= Balambika =

Hindu goddess

Balambika (Deity) (also known as "Bala") is a goddess of the Hindu religion, usually found in South India. Her name means "Goddess Of Knowledge", or "Child Goddess".

Balambika's description appears in her sacred text the Balambika Dasakam. She is also pictured as having four arms and a red circle on each palm. She holds a sacred textbook and a japamala with two of her arms. Balambika is considered a child, and acts as one, but is said to bring true knowledge, education, wisdom, power and prosperity for a better life. She is sometimes called the goddess of children, and therefore, her temple was constructed to be devoted to children.

==Moolamantram==
“Aiym Kleem Sow. Sow, Kleem, Aiym. Aiym, Kleem, Sow."

"Aiym" stands for learning.

"Kleem" stands for magnetic attraction.

"Sow" stands for prosperity.

This simple three word moolamantram is considered to be the solution to all modern worldly problems. When you chant this moolamantram, Balambika is said to instantly be around you. When you recite her name, "Bala," she will be listening to what you say at all times.

==Temple==
Balambika has a temple in Kamarasavalli in Ariyalur district of Tamil Nadu. It is around 1000–2000 years old. There are sculptures on the walls that show the story of Karkodga performing Shiva Puja (Worship of God Shiva) with Lord Vinayaka and Nandi. It is said that people of the Cancer zodiac sign should pray here for relief.

Festivals celebrated:

| Festival | Time |
|---|---|
| Pradoshams | Monthly |
| Tamil New Years Day | April 14 |
| Aadi Pooram | July–August |
| Vinayaka Chaturthi | August–September |
| Navarathri | September–October |
| Aipasi Annabishekam | October–November |
| Margazhi Tiruvadhirai | December–January |

==Sacred text==
Her sacred text that describes her is called the Balambika Dasakam. This text uses the phrase "Who is" or "Whose is" to describe Balambika or what she has. Every line also begins with "Please shower a merciful glance at me, Oh Balambika." Originally written in Sanskrit, it was translated below by P.R.Ramachander:

1.Velathi langya karune vibhudhendra vandhye,
Leela vinirmitha charachara hrun nivase,
Mala kirreeta mani kundala madithange,
Balambike mai nidehi Krupakadaksham.

Please shower a merciful glance at me, Oh Balambika,
Who is blessed with limitless mercy and saluted by the Lord of heaven,
Who lives in the heart of moving and non moving things, who weremade by her as a sport,
And who is decorated by garlands, crown and gem studded ear globes.

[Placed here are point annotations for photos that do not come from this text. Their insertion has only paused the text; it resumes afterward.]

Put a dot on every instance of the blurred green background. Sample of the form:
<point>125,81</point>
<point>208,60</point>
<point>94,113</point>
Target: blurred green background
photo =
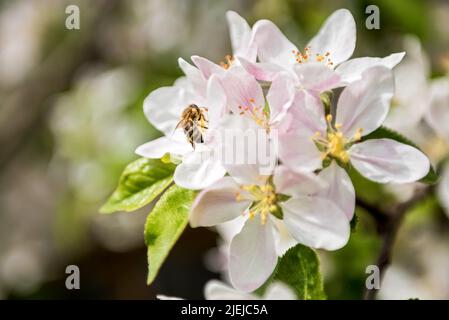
<point>71,117</point>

2.Kanjasanadhi mani manju kireeta koti,
Prathyuptha rathna ruchiranchitha pada padme,
Manjeera manjula vinirjitha hamsa naadhe,
Balambike mai nidehi Krupakadaksham.

Please shower a merciful glance at me, Oh Balambika,
Who sits on a golden throne and wears a crown studded with billions of gems,
And wears on her very pretty lotus like feet,
Anklets filled with gems making a sound, which is better than the swan song.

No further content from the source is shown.